I majored in advertising in college (which should be a good enough explanation of why I'm not in med school). On the first day of class, we usually had to introduce ourselves and tell why we majored in advertising. A lot of people simply shrugged and said, "it had the least required science credits." I share that sentiment. But the real reason I majored in advertising?

It's embarrassing.

It has to do with a Mel Gibson romantic comedy.

That's right. I saw the movie What Women Want, and thought, I want to do what they're doing. Also, isn't that the little girl from Growing Pains? How old am I?

It turns out it was a pretty good fit - I really enjoyed the creative process that led to advertising campaigns. And I wasn't terrible at it. But my senior year, we had a huge final project that doubled as a national competition. Our product was a locking mailbox. (The year before us had Coke and the year after us got something equally fun. We got... a locking mailbox.)

If you can't read the text... you'll be okay. It's incredibly boring. Because it's an industry ad for a LOCKING MAILBOX.

During a lesson in presenting our ad campaign, our professor told us, in what seemed to me like complete seriousness, "You have to sell this idea.
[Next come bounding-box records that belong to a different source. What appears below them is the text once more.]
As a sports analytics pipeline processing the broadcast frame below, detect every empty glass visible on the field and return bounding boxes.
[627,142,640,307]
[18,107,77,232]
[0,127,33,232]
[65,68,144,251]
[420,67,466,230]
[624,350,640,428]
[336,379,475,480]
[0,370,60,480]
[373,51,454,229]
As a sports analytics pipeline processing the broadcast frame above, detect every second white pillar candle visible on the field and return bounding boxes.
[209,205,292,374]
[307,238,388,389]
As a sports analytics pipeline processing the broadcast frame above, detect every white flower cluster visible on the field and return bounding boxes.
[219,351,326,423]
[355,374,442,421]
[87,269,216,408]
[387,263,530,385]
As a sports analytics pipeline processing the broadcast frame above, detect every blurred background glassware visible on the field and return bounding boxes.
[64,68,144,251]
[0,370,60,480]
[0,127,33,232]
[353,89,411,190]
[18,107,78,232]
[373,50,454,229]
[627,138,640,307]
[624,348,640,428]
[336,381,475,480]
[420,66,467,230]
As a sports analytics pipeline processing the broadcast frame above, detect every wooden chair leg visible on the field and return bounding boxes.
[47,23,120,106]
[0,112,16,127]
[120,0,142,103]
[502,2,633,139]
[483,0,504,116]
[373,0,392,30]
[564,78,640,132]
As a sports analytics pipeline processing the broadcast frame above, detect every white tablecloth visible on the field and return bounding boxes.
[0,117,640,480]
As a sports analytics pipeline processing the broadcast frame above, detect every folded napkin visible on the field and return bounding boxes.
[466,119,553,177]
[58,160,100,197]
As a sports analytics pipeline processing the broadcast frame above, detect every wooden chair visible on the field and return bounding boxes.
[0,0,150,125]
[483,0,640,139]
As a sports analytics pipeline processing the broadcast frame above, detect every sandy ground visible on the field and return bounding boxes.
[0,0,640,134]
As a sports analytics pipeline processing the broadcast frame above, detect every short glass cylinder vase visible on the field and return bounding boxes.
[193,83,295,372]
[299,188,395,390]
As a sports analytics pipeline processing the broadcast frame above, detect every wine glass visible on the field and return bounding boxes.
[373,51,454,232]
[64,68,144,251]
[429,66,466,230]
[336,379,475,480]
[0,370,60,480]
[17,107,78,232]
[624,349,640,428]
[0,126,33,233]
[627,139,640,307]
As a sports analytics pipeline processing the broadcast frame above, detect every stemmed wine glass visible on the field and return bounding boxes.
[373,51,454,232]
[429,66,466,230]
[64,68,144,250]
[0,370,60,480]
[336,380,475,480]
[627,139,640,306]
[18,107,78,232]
If one of your co-presenters keels over with a heart attack in the middle of your presentation, push them out of the way and finish. your. pitch."

I got a sinking feeling in the pit of my stomach. They warned us in school that any ad agency we would end up working at would be hell compared to the environment at school. If my teacher was this serious, I finally got a sense that the general attitude in the advertising world was even more so. SELL YOUR PRODUCT OR ELSE.
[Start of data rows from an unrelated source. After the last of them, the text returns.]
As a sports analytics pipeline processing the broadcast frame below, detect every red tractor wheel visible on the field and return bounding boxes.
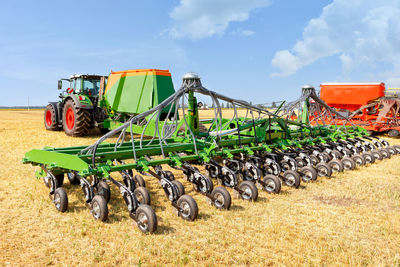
[63,99,91,136]
[44,105,60,131]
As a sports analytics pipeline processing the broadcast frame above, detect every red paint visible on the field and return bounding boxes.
[46,110,53,126]
[65,108,75,130]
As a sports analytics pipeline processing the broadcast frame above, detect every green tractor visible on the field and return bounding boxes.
[44,69,175,136]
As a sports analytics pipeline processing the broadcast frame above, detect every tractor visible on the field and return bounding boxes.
[44,69,175,136]
[44,74,107,136]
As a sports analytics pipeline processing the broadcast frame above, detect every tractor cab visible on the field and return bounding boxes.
[58,74,103,97]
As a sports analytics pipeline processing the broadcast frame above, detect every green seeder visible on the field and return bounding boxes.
[23,73,399,233]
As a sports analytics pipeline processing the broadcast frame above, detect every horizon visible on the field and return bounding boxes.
[0,0,400,106]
I decided that I couldn't do it. But it wasn't long until I discovered the concept of social marketing, which uses the principles of marketing and the same processes I loved so much in advertising to change behaviors for social good.

When we moved here, I did what I thought would be the closest thing to experience for that specific niche:

1) I enrolled in a Masters in Public Health program (to better understand behavior change theories and all of the social problems in the world)

2) I took a job in health communication - the big sell was that I would be on a team that creates a nationally distributed series of guides focusing on living with certain chronic diseases.

(I didn't realize it also involved catering to medical students by picking up bakery treats for their small groups and ensuring that some of their lectures went as smoothly as possible. I don't mind doing this -- are you kidding? I would never complain about having to enter a bakery-- but occasionally it does make me feel even more like there is absolutely nothing in the world as important as being a medical student.)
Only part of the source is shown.